Plaintiff was 24 years old and married at the time of accident. He had, at the time of trial, a life expectancy of 44.2 years. His earning capacity has not diminished, however, and he now earns more in wages than he did before the injury.
 We recognize that this court should not interfere with a verdict except in a clear case. A majority of the court is of the opinion that this is such a case and that the verdict of $150,000 exceeds any rational appraisal of the damages. Loney v. Parsons, 111 N.H. 353, 284 A.2d 910 (1971). Although it is difficult to draw a precise line, one must be drawn somewhere. The majority is of the opinion that the evidence would not support a verdict in excess of $125,000, and we therefore remand the case for a new trial unless the plaintiff will accept a reduction in the verdict to $125,000.

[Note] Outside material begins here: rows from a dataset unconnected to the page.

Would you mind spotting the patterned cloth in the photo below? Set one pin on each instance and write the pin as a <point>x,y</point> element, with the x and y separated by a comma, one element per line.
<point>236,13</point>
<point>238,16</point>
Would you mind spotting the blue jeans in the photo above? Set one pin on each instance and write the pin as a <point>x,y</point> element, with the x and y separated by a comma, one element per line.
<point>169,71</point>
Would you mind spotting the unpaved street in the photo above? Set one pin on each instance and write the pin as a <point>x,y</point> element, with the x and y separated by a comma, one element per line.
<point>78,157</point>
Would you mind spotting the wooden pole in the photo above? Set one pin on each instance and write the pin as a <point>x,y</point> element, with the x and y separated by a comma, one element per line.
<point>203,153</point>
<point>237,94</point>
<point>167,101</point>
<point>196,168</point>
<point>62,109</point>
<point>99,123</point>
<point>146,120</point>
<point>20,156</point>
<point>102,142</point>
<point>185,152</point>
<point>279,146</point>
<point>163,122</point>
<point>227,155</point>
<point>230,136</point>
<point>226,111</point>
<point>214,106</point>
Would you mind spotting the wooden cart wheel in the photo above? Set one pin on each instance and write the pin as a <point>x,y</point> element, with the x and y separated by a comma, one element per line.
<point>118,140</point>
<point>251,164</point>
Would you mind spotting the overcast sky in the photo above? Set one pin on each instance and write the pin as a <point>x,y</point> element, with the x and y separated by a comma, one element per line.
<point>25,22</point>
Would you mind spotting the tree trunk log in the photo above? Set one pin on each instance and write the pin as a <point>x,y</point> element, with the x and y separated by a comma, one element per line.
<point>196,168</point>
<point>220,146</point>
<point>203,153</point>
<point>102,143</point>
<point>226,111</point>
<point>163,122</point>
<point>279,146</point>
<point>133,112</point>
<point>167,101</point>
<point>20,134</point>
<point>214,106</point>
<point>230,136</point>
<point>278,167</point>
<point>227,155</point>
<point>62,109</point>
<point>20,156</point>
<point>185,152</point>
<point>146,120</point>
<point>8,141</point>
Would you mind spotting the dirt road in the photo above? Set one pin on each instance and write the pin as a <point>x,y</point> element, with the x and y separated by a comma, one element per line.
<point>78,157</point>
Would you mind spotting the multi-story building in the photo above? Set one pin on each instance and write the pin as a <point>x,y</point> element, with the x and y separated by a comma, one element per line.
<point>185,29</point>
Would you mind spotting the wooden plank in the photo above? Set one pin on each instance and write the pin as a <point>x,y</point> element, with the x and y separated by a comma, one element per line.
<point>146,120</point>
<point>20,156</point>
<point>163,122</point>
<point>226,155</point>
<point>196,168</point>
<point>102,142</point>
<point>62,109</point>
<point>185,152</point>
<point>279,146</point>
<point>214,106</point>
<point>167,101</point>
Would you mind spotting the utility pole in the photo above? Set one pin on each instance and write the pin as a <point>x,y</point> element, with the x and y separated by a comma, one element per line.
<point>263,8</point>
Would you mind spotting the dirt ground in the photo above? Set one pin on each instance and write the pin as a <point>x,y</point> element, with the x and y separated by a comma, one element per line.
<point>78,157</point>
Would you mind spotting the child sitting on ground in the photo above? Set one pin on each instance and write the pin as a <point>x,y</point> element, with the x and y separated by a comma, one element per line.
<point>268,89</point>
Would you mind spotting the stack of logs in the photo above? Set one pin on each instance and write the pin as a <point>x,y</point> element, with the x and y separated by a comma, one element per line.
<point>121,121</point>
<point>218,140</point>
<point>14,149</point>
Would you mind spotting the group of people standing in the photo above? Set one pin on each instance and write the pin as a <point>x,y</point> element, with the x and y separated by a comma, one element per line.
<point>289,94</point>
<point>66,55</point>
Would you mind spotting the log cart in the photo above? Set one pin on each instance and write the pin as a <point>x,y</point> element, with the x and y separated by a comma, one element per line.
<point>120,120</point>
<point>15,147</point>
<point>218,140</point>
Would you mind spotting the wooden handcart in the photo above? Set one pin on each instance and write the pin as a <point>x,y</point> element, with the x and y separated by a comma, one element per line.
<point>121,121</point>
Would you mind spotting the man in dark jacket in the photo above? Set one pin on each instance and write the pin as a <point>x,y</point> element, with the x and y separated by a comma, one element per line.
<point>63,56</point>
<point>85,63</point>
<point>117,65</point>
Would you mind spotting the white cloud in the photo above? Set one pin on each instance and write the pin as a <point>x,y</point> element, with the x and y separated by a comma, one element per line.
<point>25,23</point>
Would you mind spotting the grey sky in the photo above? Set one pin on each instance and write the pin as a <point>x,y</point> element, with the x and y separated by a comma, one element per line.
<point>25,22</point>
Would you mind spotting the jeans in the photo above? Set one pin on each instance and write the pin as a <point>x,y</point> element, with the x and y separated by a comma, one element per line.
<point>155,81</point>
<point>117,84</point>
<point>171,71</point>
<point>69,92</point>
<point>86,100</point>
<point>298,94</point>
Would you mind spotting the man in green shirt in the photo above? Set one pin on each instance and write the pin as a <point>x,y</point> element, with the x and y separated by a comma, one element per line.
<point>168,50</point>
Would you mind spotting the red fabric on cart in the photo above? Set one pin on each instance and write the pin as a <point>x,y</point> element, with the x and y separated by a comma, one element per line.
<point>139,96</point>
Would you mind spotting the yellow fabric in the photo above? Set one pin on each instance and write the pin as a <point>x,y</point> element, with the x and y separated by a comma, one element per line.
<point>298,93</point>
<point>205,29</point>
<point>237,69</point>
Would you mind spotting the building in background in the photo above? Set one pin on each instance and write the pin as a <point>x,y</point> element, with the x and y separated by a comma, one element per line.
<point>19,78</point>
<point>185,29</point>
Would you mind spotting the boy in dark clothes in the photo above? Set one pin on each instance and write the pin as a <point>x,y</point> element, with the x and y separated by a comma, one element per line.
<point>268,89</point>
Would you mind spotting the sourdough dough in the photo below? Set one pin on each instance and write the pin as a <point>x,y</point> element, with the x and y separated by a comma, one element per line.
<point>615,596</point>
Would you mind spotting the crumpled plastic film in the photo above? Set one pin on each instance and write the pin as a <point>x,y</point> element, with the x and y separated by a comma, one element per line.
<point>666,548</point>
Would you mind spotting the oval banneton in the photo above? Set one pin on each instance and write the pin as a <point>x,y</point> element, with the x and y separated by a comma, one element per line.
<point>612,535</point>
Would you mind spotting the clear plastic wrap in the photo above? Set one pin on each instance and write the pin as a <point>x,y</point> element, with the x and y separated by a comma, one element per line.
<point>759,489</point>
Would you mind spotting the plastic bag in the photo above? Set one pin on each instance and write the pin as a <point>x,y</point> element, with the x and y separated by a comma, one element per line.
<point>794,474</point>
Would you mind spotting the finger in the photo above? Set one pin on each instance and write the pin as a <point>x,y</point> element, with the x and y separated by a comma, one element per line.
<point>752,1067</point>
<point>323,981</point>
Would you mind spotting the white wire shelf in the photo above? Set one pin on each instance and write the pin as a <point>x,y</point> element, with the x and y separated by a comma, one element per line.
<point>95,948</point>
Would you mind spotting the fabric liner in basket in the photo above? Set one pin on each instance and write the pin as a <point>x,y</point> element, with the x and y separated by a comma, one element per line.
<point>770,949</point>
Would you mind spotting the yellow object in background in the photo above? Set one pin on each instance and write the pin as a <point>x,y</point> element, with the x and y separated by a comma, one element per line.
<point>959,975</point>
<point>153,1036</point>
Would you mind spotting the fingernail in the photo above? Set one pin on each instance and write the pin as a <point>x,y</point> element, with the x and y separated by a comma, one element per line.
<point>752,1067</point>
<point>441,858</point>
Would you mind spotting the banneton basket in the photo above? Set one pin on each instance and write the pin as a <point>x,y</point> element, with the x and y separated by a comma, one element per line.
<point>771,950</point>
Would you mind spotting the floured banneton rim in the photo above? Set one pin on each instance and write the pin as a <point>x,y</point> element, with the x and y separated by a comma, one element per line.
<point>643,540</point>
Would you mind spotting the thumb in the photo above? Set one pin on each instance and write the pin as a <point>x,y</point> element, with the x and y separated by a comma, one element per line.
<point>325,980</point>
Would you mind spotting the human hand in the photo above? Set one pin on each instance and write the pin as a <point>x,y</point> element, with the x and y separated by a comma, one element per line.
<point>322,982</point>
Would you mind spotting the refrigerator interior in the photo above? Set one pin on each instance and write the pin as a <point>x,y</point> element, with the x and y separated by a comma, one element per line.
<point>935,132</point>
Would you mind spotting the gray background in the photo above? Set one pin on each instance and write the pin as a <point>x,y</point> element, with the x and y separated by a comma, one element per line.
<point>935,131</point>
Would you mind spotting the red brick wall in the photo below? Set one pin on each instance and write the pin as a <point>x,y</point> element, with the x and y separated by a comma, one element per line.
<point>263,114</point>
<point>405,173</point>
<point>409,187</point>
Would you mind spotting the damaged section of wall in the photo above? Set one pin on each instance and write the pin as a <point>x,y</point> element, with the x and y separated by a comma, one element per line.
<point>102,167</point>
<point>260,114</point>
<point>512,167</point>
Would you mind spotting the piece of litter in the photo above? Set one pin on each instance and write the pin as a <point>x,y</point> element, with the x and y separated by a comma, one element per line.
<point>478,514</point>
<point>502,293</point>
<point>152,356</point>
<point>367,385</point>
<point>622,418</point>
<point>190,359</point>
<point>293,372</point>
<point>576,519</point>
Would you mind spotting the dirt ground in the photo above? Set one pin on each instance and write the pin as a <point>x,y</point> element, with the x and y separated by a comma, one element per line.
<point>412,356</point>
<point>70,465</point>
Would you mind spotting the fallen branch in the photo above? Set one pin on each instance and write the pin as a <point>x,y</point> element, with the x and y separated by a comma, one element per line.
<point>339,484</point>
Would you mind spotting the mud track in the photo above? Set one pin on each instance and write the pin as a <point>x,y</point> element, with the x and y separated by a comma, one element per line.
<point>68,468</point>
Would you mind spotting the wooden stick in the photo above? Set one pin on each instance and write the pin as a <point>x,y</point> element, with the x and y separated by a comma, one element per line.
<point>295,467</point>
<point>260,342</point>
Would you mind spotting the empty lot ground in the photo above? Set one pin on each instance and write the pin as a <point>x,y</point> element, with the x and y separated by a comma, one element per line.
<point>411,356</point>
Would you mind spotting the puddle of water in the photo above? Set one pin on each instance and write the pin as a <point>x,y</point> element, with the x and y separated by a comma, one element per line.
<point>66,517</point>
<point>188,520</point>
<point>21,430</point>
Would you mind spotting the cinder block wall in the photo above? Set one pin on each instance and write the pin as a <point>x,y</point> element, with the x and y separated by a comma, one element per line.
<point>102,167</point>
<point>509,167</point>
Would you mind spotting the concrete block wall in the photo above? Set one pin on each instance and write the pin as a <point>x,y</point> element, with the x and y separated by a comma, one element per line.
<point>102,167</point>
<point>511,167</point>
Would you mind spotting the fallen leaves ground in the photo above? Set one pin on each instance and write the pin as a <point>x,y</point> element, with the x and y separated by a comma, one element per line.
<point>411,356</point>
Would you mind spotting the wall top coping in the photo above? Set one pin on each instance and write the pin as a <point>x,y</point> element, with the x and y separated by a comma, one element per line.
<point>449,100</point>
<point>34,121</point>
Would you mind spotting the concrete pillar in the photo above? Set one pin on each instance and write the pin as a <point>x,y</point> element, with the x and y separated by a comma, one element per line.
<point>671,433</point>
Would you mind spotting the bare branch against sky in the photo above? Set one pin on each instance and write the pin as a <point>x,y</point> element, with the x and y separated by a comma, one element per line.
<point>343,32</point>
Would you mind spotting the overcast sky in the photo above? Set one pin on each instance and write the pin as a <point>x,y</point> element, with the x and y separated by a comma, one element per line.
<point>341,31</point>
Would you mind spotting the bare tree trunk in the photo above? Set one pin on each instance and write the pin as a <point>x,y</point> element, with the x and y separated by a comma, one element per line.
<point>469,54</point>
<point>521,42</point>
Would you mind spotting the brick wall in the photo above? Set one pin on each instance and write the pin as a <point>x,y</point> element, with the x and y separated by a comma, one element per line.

 What was said in Wisutskie v. Malouin, 88 N.H. 242, 245, 186 A. 769, 770 (1936) bears repeating. "It is a feature of a jury trial for the trial judge not only to see that the trial is fairly conducted but also to correct or vacate what turns out to be an unfair result. To inspect the product is no less a duty than to oversee the process of production." The foregoing applies to motions for both remittitur and additur.